Free Soul

(1/30/17)

You once told me why I should write my journals at night. This was after I said I was a having trouble sleeping. When I told you that, I didn't defend my case because your suggestion was compelling for me. But days after, I felt I have been withholding information to you, I felt like I have been lying to you if I won't tell you why I write by the day.

The reason looks like a folly, somewhat embarrassing. I haven't told you yet, but my writing ritual involves paying close attention to my dreams and then writing them when I wake up, a habit I acquired from a writer. For a long time now, this is what I do. Some of my best works started from my dreams, one of them is a hundred plus page undergraduate thesis. While others remain as ideas. I have dreamed of a song melody, for instance, which up until now is still far from being called a song. Yet some of them are premonitions; some of them are snippets of what are about to happen; like the death of my father and meeting different people before we can even make a talk in a coffee table.

Ricky's writing ritual involves a scandalous link between writing and dreaming, by the way. I was sitting at an elevated deck, selling his books to the flock of aspiring writers when he mentioned it. If mine involves writing after dreaming, his is writing while everyone's still dreaming. So when Cinema 6 was almost empty, I got your books and chanced for his autograph. He noticed your name and the date written on the first leaf, he smiled at me for a while. There, my world stopped.

And it brought me back to November when I was guarding my heart from further injuries of an unclear relationship and the disappointment that the world is pinning down on me as a rookie teacher. If my days were chaos, nights were inferno as I toss in my bed and force myself to sleep. I remember a dream when I was talking to a girl in a blurry dimension. She has an animated expression and telling hand gestures. Half of what she means can be understood even without her voice. She had a long curly hair that perfectly falls in a green jacket.

The next day, you tapped my shoulders and said you wanted to ask something, I didn’t know full well what was bothering you. But as I sat there, I was in awe of thought, because it occurred to me that you were wearing a DLSU jacket, and for the first time, I confirmed that your hair was really long and curly. That marks my pursuit of understanding you, not actually know you as a person, but understand you as a soul.

I still don't know whether you're doing that on purpose. When you told me your frailties and exposed your wounded soul. I could have run from that moment. I could have closed my ears because I was suffering myself except that your soul was rare. Yours is a free soul.

"Naoko's an aspiring writer." I said to Ricky. 

"Ah, I know now what to write, tell me the spelling, is it really N-A-O-K-O, as in NAOKO?"

"Yes, yes, NAOKO"

From that moment, it was clear to me that your name will leave him an impression in the same degree that he is amused of my guts as a dreamer and writer concurrently. Because with the hundreds of books he had signed only your books were old. He knew that one writer must have missed-out the event, someone who had read his works before everyone else did.

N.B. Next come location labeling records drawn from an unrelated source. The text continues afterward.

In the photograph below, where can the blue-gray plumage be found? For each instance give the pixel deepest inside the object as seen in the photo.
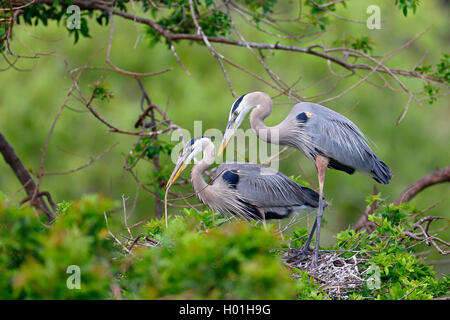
(326, 137)
(247, 190)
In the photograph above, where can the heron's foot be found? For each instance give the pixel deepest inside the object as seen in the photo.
(315, 258)
(300, 255)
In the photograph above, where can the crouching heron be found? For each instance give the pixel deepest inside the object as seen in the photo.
(247, 190)
(326, 137)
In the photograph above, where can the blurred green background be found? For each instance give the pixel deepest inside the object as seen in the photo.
(30, 99)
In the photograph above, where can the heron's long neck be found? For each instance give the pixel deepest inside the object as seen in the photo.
(268, 134)
(198, 182)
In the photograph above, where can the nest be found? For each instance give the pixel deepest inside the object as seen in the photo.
(338, 276)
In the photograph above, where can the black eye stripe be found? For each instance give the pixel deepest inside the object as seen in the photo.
(236, 104)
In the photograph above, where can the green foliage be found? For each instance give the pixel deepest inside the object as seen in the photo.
(406, 5)
(403, 275)
(318, 16)
(231, 262)
(102, 92)
(364, 43)
(199, 256)
(34, 257)
(440, 72)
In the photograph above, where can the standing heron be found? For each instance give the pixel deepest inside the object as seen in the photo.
(326, 137)
(247, 190)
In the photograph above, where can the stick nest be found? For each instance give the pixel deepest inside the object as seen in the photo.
(338, 276)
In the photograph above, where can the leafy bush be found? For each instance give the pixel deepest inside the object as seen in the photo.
(199, 256)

“Naoko? Is that your "friend"?”

“Yes, she said she wants to come and see you. I hope it’s okay with you.”
And I thought he wouldn't reply. I didn't want him to feel that I worked for him just to turn him to an amusement park or a museum.

But he permitted. I think he sees himself in me. He understands where my guts are coming from. Maybe because he knew that it's not my nature to tag just about anyone. Maybe he knew it all along, with all the uncalled-for favors I made, that you are no ordinary. In the writings of Bukowski, he must have read  "...You will feel when you're with one (free soul), basically, you feel happy, very happy when you are near or with them." And so, even if he was busy, he could have made the time to talk.

I should have defended myself when you told me that writing by the night could be the solution to my trouble. I am yet to know, for one must test a method over a long period of time before it can finally work. In the same way, one must also give oneself some time for thought to assess and make sense of the chaos our feelings create. I am yet to know so much, but I want you to know that this letter is an attempt to live out your advice. The trouble of sleeping didn't leave me, contrary to what we expected, but at least, I was able to capture some fleeting memories.